Treasurer Jim Chalmers has adopted a national wellbeing framework, the first step in the transition to a ‘wellbeing economy’, an economic approach endorsed by the Club of Rome and expounded in an updated version of The Limits to Growth called Earth4All. This is the view that resources are finite and their consumption is unsustainable. It has been discredited by economists such as Julian Simon who point out that what is considered a resource changes over time. No one should be surprised that former NSW treasurer Matt Kean also adopted a ‘wellbeing’ approach.

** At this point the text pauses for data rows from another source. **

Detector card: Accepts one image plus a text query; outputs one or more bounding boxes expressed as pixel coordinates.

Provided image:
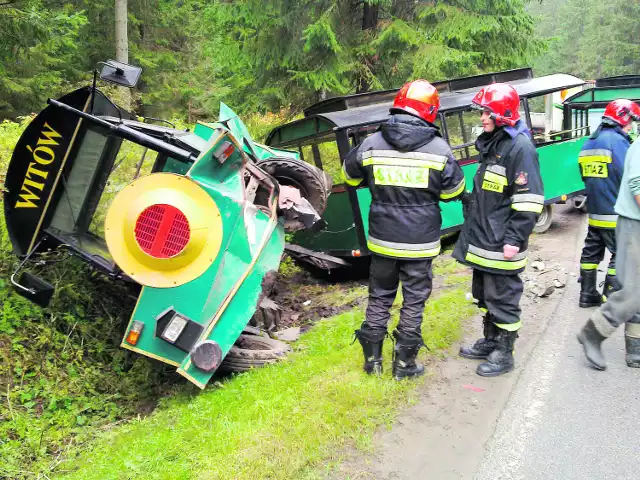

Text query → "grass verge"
[57,288,475,480]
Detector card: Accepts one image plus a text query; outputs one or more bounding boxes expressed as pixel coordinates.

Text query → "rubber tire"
[258,157,332,215]
[219,333,291,372]
[571,195,587,213]
[533,204,553,233]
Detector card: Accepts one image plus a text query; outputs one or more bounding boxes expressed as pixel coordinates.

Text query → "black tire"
[533,204,553,233]
[258,157,332,215]
[571,195,587,213]
[220,334,291,372]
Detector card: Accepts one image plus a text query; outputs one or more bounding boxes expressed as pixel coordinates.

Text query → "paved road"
[330,207,640,480]
[474,234,640,480]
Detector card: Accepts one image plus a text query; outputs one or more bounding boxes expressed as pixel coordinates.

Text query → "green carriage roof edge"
[265,68,586,147]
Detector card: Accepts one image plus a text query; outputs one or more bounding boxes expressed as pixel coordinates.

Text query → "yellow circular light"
[105,173,222,288]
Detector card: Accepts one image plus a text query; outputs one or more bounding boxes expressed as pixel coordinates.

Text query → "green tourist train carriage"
[3,61,640,388]
[265,68,640,270]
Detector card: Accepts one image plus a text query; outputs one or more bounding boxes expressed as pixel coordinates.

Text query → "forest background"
[0,0,640,122]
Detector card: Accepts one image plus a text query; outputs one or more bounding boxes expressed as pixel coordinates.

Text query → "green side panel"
[538,137,587,200]
[162,157,191,175]
[193,123,216,141]
[291,188,362,252]
[291,164,478,252]
[269,117,334,144]
[292,137,587,252]
[181,225,284,384]
[253,142,300,160]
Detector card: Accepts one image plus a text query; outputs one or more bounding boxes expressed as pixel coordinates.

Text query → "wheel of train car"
[219,333,291,373]
[533,204,553,233]
[258,157,332,215]
[571,195,587,213]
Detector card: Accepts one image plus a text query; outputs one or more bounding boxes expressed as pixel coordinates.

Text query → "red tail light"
[135,204,191,258]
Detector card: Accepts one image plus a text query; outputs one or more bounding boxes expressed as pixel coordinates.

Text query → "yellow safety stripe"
[367,242,440,258]
[484,171,509,185]
[580,263,598,270]
[342,164,363,187]
[495,320,522,332]
[362,157,446,171]
[511,202,544,213]
[440,178,465,200]
[578,155,613,167]
[464,252,527,270]
[589,218,617,228]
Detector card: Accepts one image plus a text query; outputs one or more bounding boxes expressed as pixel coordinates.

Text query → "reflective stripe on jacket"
[578,121,631,228]
[343,115,465,259]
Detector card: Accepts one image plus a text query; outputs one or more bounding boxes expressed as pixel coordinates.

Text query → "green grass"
[53,289,474,480]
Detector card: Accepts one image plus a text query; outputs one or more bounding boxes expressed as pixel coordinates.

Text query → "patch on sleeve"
[515,172,529,185]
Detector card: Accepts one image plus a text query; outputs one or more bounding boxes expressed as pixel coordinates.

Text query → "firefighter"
[578,122,640,370]
[343,80,465,380]
[578,99,640,308]
[453,83,544,376]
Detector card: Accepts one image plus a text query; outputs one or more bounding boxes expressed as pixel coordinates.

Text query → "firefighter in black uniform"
[343,80,465,380]
[578,99,640,308]
[453,83,544,376]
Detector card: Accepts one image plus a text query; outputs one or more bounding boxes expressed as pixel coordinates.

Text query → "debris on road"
[522,260,569,298]
[273,327,300,342]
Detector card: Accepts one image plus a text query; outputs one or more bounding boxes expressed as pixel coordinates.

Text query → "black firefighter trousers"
[471,268,524,331]
[580,226,616,275]
[361,254,433,340]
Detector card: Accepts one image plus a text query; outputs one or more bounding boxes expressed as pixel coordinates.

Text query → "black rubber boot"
[578,320,607,370]
[392,330,425,380]
[602,275,622,302]
[624,322,640,368]
[354,328,387,376]
[476,327,518,377]
[578,270,602,308]
[460,313,498,360]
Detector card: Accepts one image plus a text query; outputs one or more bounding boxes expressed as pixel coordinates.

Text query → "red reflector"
[126,320,144,345]
[135,204,191,258]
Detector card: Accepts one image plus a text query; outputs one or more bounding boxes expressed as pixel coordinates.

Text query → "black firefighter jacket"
[343,114,465,259]
[453,121,544,275]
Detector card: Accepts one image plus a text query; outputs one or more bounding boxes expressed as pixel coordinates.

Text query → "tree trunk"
[356,1,379,93]
[115,0,131,110]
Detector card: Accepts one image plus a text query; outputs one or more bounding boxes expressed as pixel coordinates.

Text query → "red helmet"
[472,83,520,127]
[602,98,640,127]
[391,80,440,123]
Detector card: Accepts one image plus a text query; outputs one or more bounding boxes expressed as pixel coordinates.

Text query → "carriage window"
[527,91,564,143]
[445,109,482,161]
[299,140,343,185]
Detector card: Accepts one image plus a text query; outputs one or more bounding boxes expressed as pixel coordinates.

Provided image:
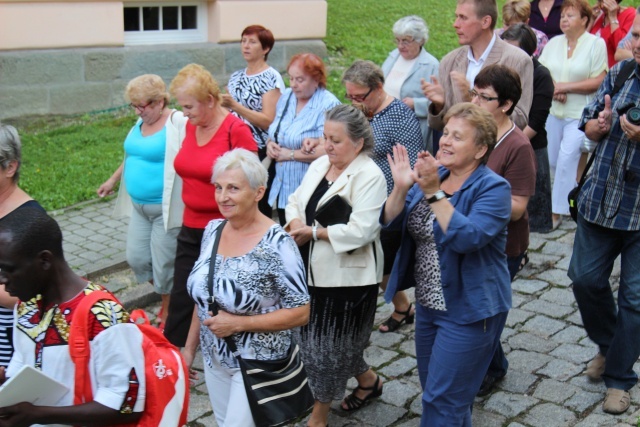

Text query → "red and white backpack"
[69,291,189,427]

One thing Labor doesn’t worry about exhausting is taxpayer dollars. Minister for Climate Change and Energy Chris Bowen, also of the NSW Right, has adopted a pursuit of renewable energy that is clobbering the economy and the environment at huge cost.

Minister for Communications, Michelle Rowland, also from the NSW Right, has introduced the Misinformation Bill that will pressure social media companies to censor speech that runs counter to government policy for fear of facing massive fines. It is essentially the bill tabled by her predecessor, but worse.

Minister for Health and Aged Care Mark Butler is a member of the left faction so there is little surprise that he is comfortable allowing the World Health Organisation to take a dictatorial role in pandemic management.

Given how far to the left the Liberal party moved while it was in government adopting a net-zero goal and tabling a Misinformation bill it is hardly surprising that Labor is dishing out more of the same.